One area where the firm has found such opportunities has been in the testing of certain cybersecurity controls, particularly within the SOC framework. The firm examined all the controls it tests on the service side and asked which ones require human judgment or deep expertise. The answer was a lot of them. But for the ones that don’t, AI algorithms have been able to significantly lighten the load. 

“[If] we don’t refill a role, it’s because the need actually has changed, or the process has improved so significantly [that] the workload is lighter or shared across the smarter system. So that’s what’s happening,” said Desai. 

Outside of client services like SOC control testing and reporting, the firm has found efficiencies in administrative functions as well as certain internal operational processes. On the latter point, Desai noted that Schellman’s engineers, including the chief information officer, have been using AI to help develop code, which means they’re not relying as much on outside expertise on the internal service delivery side of things. There are still people in the development process, but their roles are changing: They’re writing less code, and doing more reviewing of code before it gets pushed into production, saving time and creating efficiencies. 

“The best way for me to say this is, to us, this has been intentional. We paused hiring in a few areas where we saw overlaps, where technology was really working,” said Desai.

However, even in an age awash with AI, Schellman acknowledges there are certain jobs that need a human, at least for now. For example, the firm does assessments for the FedRAMP program, which is needed for cloud service providers to contract with certain government agencies. These assessments, even in the most stable of times, can be long and complex engagements, to say nothing of the less predictable nature of the current government. As such, it does not make as much sense to reduce human staff in this area. 

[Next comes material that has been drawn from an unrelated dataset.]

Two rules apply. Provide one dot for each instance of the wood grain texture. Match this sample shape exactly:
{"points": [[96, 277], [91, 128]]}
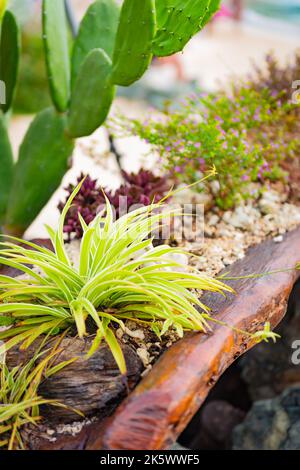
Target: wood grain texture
{"points": [[93, 386], [154, 415]]}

“The way it is right now for us to do FedRAMP engagements, it’s a very manual process. There’s a lot of back and forth between us and a third party, the government, and we don’t see a lot of overall application or technology help… We’re in the federal space and you can imagine, [with] what’s going on right now, there’s a big changing market condition for clients and their pricing pressure,” said Desai. 

As Schellman reduces staff levels in some places, it is increasing them in others. Desai said the firm is actively hiring in certain areas. In particular, it’s adding staff in technical cybersecurity (e.g., penetration testers), the aforementioned FedRAMP engagements, AI assessment (in line with recently becoming an ISO 42001 certification body) and in some client-facing roles like marketing and sales. 

“So, to me, this isn’t about doing more with less … It’s about doing more of the right things with the right people,” said Desai. 

While these moves have resulted in savings, she said that was never really the point, so whatever the firm has saved from staffing efficiencies it has reinvested in its tech stack to build its service line further. When asked for an example, she said the firm would like to focus more on penetration testing by building a SaaS tool for it. While Schellman has a proof of concept developed, she noted it would take a lot of money and time to deploy a full solution — both of which the firm now has more of because of its efficiency moves. 

“What is the ‘why’ behind these decisions? The ‘why’ for us isn’t what I think you traditionally see, which is ‘We need to get profitability high. We need to have less people do more things.’ That’s not what it is like,” said Desai. “I want to be able to focus on quality. And the only way I think I can focus on quality is if my people are not focusing on things that don’t matter … I feel like I’m in a much better place because the smart people that I’ve hired are working on the riskiest and most complicated things.”